Out the side door they’d rattle the back fence with thunder-piss under a sky of startling stars or bleak rain; just a variable to report.
When summer came it would smell fresh and the roll-door might be raised and they would watch people passing, going somewhere. In winters black cold they kept still unwilling to disturb the warm air that built around them like an aura.
They played chess. The board battered and peeling. Its two halves had separated long ago, frayed and warped and uneven where they pushed together. Wax in clumps clung to the board to be picked at with chewed nails. A peeled treble A battery was a black rook.
There was no rush. There was no anything. They were untouchable. The bottle a raw comfort of reassuring weight that went down fast but they never ran dry anymore. There was always another bottle.
The week and the world and the morning couldn’t touch them. The chess was a distraction but the bottle and the waiting for the pass and the holding on to it, that was the real focus.

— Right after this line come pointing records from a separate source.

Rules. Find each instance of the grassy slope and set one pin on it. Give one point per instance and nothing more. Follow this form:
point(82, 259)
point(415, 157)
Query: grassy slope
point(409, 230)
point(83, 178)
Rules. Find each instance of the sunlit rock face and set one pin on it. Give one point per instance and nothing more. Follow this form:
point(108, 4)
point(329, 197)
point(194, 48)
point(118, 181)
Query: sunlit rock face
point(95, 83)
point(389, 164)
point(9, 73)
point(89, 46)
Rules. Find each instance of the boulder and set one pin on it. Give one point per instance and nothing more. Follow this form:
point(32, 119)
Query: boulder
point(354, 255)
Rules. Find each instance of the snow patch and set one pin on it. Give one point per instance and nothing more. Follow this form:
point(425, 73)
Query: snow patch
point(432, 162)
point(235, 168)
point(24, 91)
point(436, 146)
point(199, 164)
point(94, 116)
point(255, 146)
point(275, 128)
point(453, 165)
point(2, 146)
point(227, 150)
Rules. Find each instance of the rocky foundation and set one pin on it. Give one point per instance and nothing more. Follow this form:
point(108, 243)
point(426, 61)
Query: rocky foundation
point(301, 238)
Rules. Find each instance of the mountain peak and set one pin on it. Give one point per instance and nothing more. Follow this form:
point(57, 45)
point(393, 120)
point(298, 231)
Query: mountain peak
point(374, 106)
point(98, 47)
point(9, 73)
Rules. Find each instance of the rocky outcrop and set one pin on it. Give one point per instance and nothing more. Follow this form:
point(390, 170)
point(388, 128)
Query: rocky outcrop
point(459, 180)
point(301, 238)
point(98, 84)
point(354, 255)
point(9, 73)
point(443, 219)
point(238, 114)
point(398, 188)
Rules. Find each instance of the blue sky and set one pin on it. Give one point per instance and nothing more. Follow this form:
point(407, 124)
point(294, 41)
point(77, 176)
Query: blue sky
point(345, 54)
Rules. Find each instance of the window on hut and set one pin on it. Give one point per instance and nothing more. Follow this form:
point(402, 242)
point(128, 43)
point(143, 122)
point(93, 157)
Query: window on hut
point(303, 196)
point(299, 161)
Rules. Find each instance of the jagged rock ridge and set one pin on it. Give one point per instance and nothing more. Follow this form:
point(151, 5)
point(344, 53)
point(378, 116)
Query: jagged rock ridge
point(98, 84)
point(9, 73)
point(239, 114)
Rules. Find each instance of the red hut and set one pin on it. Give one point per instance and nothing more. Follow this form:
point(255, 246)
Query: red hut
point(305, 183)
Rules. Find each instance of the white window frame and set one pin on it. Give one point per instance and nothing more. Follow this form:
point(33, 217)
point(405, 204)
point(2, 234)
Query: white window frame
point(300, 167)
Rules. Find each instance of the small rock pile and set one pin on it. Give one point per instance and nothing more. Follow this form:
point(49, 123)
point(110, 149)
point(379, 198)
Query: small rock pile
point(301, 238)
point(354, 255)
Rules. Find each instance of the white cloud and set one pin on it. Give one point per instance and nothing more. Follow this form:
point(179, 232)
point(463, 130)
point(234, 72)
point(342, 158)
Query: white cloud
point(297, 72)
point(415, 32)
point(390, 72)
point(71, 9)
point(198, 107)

The bad news on the radio came out crackly and dry. It was a source of mirth and couldn’t touch them. Sometimes they’d swap books and discuss history’s classic follies. It was a source of mirth and they mocked all these things bitterly drinking away tense and blind mercury hangovers in the stale shadows.
Nothing could touch them, not at all, not with the cool warm bottle and cigarette smoke that never drifted away and an age to sit and choose a move on the ruined board.
The game had been on for four years now.